HEVC decoding for enhanced flexibility and speed 

High-Efficiency Video Coding (HEVC) has become the go-to format for efficient video compression, and NVIDIA Blackwell takes it to the next level. The new enhancements include the following: 

• Support for 4:2:2 8/10-bit and 12-bit decoding: NVIDIA Blackwell now offers a wider range of decoding options for HEVC, making it easier to process high-quality video with minimal loss of fidelity. 
• Performance improvements: Thanks to improvements in the NVDCLK, you see noticeable performance boosts when decoding HEVC content. This translates into smoother playback and more efficient video rendering. 

The NVDECODE API introduces two new formats for 4:2:2 decode output:

cudaVideoSurfaceFormat_NV16=4,      /**< Semi-Planar YUV 422 [Y plane followed by interleaved UV plane] */

cudaVideoSurfaceFormat_P216=5       /**< 16 bit Semi-Planar YUV 422[Y plane followed by interleaved UV plane]*/

Dynamic decode surface allocation for GPU memory efficiency 

One of the standout features in Video Codec SDK 13.0 is the introduction of dynamic decode surface allocation. By adapting to varying video bitstreams, this capability reduces unnecessary memory consumption, leading to a higher number of decode sessions. This improvement is crucial for optimizing GPU memory usage in a few video-decoding use cases. 

In some cases, the bitstream may use fewer reference frames than what the DPB size suggests, wasting valuable video memory. Allocating the max decode surface results in higher memory foot prints. 

Comparing the new SDK

Before this release, video applications created the decoder object with a fixed minimum number of surfaces based on the DPB size. This approach, while functional, sometimes allocated memory more than necessary.

CUVIDDECODECREATEINFO stDecodeCreateInfo;
memset(&stDecodeCreateInfo, 0x0, sizeof(CUVIDDECODECREATEINFO ));
. . . // Setup the remaining structure members
stDecodeCreateInfo.ulNumDecodeSurfaces = <dpb_size>// Prior to SDK 13.0, this could not change
rResult = cuvidCreateDecoder(&hDecoder, &stDecodeCreateInfo)

With Video Codec SDK 13.0, you gain the flexibility to allocate extra YUV surfaces only when needed.
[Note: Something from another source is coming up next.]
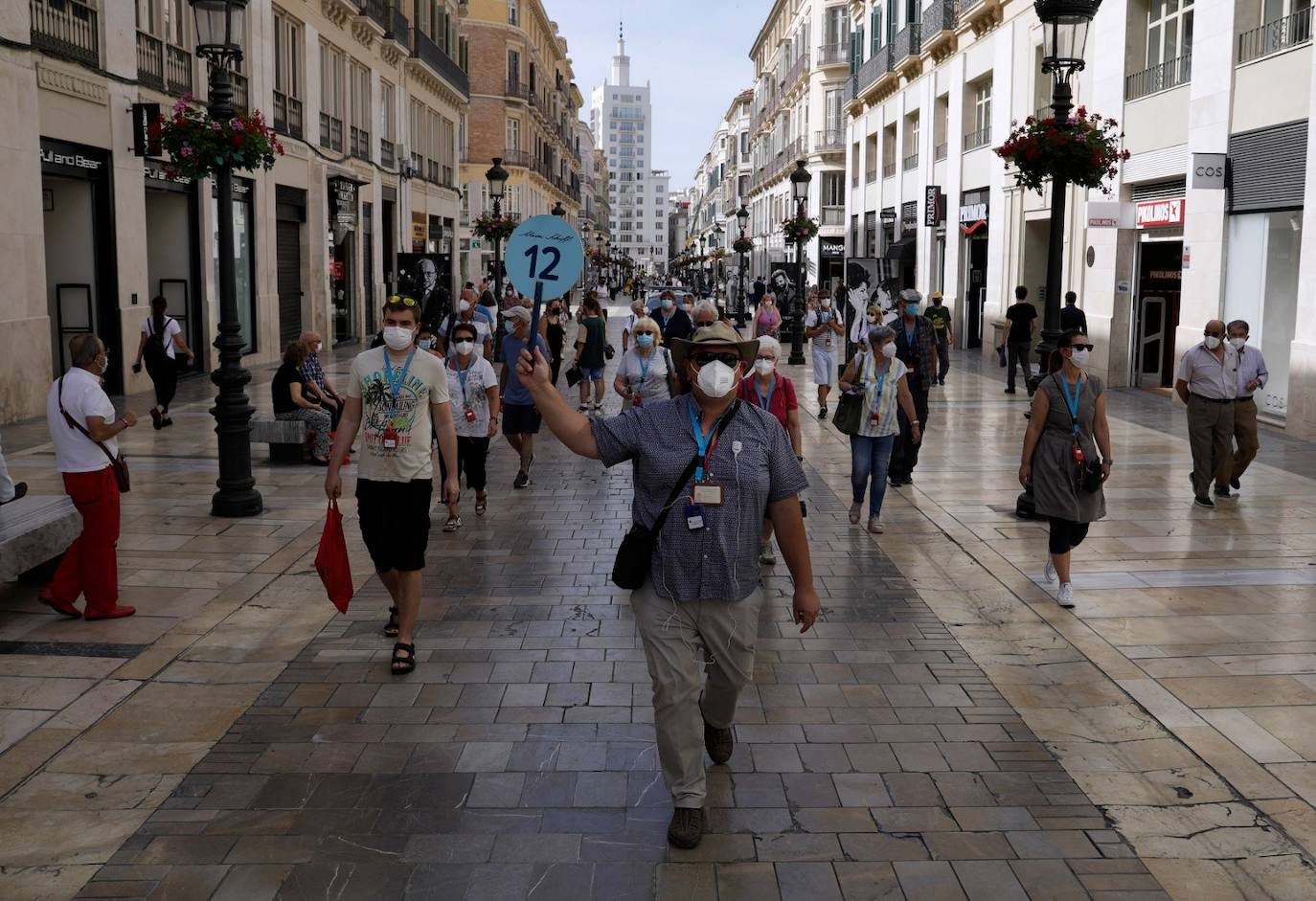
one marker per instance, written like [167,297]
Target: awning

You can create a decoder object with a smaller initial allocation of YUV surfaces (such as 3 or 4) and use the cuvidReconfigureDecoder API to allocate more surfaces dynamically as needed. This dynamic allocation reduces unnecessary memory consumption and enhances the overall efficiency of the decoding process. 

Unlocking new possibilities with Video Codec SDK 13.0 

NVIDIA Video Codec SDK 13.0 pushes the boundaries of video encoding and decoding with the latest NVIDIA Blackwell GPUs. Whether you’re creating content for broadcast, editing high-quality video, or working with the latest 8K footage, this update offers the tools you need to elevate your workflows. 

With improvements in compression efficiency, support for new color formats, enhanced encoding quality, and more, Video Codec SDK 13.0 is designed to meet the growing demands of modern video applications. 

In support of the Video Codec SDK 13.0 launch, NVIDIA partners Blackmagic, Capcut, and Wondershare have already integrated features such as 4:2:2 encode, 4:2:2 decode,  AV1 UHQ, and split encoding in their video pipelines.